Estes desafios continuarão a provocar inseguranças e a aumentar a pressão por transições forçadas. Neste contexto, promover o desenvolvimento requererá entender a direção dos ventos, saber quando se deve remar a favor ou contra a maré, desenhar e implementar estratégias envolvendo distintos atores. Esta coluna pretende refletir sobre estes temas. Este primeiro texto, assinado com Roberto Alvarez, diretor do GFCC, trata sobre um inadiável tema: a transição energética.

Há um horizonte enorme para inovação em energia e é nisso que a Europa, os Estados Unidos, a China, o Japão e outros apostam. A energia do futuro será limpa (descarbonizada), em grande parte gerada de forma distribuída e digital – isto é, habilitada pelo uso de tecnologias digitais para o controle e ajuste da demanda e oferta em tempo real nos sistemas de geração, distribuição e transmissão. A cidade do futuro será elétrica, assim como a mobilidade urbana e nacional. As matrizes energéticas serão mais plurais, combinando diferentes fontes de geração. No médio e longo prazo devemos esperar avanços até mesmo na fusão nuclear, a fonte sustentável definitiva.

Poucos países podem beneficiar-se desta transição como o Brasil. Nas últimas décadas no país, expandiu-se rapidamente a geração solar e eólica – aproveitando-se de um avanço da tecnologia para além das expectativas de muitos observadores qualificados. Em 2022, a capacidade de geração eólica chegou a 21 GW de potência instalada, enquanto a solar atingiu a marca de 14 GW, igualando a usina de Itaipu.

Com uma matriz energética sustentável, uma larga experiência com energias limpas e uma história de empreendedorismo no setor, “esverdear” ainda mais e modernizar a matriz energética pode ser parte fundamental para um novo eixo de crescimento, de geração de emprego, e desenvolvimento para a economia brasileira.

O Brasil principalmente pode e deve combinar transição energética com inovação – aliás, só poderá ter sucesso na primeira se avançar na segunda –, aproveitando os novos modelos descentralizados e digitais para energia que estão surgindo.
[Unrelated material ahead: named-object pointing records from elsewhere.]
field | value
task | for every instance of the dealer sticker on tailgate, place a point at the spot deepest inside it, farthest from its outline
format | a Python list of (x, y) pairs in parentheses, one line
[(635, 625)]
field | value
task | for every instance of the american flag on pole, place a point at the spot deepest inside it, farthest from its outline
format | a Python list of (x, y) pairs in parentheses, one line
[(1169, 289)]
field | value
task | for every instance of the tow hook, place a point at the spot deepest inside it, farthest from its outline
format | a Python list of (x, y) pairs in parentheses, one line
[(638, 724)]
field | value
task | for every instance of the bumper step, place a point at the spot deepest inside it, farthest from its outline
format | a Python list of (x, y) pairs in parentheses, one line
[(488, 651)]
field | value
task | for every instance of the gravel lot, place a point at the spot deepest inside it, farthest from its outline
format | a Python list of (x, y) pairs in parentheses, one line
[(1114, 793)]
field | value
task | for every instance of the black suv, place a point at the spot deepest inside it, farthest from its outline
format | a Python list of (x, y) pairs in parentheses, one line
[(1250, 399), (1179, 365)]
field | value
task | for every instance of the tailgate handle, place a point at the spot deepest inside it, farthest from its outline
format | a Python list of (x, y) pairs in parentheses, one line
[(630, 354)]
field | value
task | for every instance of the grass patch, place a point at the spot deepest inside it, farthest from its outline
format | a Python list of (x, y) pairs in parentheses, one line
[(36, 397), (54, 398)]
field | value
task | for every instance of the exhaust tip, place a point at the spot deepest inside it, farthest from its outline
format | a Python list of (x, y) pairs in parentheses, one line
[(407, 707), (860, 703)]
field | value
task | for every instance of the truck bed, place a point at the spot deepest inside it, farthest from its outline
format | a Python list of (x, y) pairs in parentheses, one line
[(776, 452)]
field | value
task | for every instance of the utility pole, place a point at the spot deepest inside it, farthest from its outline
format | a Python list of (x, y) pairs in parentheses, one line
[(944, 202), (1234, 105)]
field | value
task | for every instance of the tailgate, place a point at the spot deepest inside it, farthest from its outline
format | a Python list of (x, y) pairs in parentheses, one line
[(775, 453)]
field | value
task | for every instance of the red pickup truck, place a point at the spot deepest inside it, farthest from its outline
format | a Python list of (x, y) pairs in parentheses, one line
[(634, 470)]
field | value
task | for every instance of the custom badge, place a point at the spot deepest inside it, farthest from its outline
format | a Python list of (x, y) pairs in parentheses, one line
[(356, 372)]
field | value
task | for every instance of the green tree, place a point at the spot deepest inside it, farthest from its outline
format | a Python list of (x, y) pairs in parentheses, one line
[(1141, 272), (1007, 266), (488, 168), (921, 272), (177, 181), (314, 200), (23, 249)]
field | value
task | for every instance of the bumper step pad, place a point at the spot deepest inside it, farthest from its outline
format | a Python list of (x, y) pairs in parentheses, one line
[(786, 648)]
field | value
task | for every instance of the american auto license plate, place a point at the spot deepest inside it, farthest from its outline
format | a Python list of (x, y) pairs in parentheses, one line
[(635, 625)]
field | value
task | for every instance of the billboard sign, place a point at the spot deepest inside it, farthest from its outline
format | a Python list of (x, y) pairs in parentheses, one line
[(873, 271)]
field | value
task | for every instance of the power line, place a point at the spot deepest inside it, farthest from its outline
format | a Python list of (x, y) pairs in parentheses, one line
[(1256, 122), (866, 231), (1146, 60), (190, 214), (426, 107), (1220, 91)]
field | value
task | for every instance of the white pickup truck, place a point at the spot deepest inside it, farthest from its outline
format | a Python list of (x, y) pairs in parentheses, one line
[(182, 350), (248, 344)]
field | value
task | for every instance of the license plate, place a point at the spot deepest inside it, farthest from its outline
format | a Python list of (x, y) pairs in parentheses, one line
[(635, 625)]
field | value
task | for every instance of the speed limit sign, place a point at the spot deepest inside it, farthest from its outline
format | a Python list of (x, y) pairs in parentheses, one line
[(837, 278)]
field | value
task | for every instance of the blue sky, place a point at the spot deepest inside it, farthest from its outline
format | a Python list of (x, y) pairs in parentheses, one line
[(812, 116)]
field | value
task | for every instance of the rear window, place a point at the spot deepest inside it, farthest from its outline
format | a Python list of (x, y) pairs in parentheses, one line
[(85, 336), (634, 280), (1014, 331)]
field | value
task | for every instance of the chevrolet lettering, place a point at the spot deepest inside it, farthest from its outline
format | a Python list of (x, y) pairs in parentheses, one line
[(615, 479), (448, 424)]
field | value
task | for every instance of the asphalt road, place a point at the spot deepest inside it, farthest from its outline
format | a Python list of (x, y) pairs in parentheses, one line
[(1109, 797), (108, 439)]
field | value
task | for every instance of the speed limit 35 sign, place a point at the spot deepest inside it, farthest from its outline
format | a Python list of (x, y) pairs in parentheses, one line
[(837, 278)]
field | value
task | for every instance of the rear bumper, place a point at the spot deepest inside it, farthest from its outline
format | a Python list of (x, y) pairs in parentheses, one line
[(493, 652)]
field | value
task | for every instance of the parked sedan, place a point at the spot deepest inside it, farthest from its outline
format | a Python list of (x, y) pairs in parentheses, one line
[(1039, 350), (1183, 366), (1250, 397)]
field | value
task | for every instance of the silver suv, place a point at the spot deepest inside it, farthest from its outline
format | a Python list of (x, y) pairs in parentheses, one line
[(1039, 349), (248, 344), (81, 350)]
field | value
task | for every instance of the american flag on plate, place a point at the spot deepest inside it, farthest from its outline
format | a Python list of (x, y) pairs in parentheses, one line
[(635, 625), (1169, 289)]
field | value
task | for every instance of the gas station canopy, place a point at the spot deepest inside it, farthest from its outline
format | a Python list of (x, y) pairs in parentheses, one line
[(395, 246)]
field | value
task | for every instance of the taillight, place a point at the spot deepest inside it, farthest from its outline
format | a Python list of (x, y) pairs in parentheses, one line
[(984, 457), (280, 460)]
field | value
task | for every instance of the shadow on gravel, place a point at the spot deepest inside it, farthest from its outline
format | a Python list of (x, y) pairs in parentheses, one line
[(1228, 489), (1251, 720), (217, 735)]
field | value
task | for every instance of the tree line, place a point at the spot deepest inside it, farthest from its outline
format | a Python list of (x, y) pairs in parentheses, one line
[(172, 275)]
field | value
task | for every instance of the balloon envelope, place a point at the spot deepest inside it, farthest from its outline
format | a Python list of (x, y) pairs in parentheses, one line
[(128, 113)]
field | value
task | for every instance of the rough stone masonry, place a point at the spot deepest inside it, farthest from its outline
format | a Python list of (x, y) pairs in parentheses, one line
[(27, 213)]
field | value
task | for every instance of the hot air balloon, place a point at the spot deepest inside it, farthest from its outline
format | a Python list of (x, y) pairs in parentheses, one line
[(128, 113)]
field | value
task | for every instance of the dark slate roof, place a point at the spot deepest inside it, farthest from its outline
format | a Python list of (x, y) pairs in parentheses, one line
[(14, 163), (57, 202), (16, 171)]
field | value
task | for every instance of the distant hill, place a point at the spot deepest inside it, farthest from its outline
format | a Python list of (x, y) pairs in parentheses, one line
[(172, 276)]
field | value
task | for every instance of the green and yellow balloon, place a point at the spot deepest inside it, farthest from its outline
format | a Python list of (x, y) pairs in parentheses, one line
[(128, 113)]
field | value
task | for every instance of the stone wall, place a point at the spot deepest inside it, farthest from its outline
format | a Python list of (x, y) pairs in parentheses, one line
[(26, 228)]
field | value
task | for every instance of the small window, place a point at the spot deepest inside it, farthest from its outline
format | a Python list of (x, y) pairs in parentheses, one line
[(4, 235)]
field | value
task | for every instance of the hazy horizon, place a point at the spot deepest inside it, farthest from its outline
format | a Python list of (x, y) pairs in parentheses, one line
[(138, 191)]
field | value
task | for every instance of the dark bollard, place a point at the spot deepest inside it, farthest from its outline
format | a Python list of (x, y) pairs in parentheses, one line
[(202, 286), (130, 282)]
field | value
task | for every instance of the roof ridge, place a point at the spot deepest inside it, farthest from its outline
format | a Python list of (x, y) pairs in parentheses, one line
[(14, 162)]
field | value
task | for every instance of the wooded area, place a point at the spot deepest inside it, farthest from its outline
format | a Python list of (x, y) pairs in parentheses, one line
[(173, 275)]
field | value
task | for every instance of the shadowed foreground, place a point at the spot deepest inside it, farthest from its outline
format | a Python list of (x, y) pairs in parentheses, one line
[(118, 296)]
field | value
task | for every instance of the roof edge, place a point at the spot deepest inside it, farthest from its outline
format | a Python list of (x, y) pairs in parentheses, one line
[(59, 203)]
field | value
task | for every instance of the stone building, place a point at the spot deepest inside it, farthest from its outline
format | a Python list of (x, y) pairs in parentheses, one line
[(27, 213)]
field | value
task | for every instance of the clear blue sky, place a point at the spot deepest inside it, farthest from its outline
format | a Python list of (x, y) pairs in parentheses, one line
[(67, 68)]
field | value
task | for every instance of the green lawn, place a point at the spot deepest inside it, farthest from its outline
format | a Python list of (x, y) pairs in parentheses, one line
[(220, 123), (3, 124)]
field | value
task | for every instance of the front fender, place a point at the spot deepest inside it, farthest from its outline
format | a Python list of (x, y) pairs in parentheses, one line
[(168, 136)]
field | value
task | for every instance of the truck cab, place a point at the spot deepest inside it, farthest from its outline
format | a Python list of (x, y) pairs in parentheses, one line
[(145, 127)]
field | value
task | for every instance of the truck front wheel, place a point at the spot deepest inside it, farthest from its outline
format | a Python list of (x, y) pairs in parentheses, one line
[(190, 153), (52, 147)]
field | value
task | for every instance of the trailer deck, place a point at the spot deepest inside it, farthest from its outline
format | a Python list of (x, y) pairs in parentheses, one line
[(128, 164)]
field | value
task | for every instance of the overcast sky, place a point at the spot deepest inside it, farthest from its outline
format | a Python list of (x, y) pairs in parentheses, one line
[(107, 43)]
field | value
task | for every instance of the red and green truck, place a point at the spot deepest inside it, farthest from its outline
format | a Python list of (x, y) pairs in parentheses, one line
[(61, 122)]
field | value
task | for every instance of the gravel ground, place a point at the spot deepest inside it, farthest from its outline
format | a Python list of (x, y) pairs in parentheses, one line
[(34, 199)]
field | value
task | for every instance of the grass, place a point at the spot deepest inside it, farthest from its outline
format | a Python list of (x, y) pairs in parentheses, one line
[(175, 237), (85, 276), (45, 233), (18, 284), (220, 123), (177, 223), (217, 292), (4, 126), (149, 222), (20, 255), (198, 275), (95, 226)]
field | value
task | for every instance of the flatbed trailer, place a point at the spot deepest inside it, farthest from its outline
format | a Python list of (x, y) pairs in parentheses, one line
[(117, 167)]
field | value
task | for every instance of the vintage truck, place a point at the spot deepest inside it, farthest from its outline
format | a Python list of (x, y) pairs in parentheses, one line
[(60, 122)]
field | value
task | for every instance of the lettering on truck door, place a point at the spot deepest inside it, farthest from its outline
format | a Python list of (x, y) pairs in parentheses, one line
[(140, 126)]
E deve ousar na produção de novos combustíveis – como por exemplo o biogás, que já está crescendo muito no país, e o hidrogênio verde, que apresenta enorme potencial para a exportação –, especialmente depois que a invasão russa à Ucrânia ampliou o desejo, sobretudo na Europa, de aumentar sua segurança geopolítica sem reverter o esforço de descarbonização.

Para isso, o país precisa ter estratégia, planejar, desenvolver tecnologias, promover, agregar projetos, e transformá-los em parte de um programa articulado de desenvolvimento – conectando ciência e tecnologia, diplomacia econômica, inserção internacional, formação da força de trabalho, avanços na regulação e assim por diante. Precisará atacar simultaneamente dois grandes gargalos: a geração de pipelines de projetos de empreendimentos de energia e a promoção da inovação em tecnologias e modelos de negócios.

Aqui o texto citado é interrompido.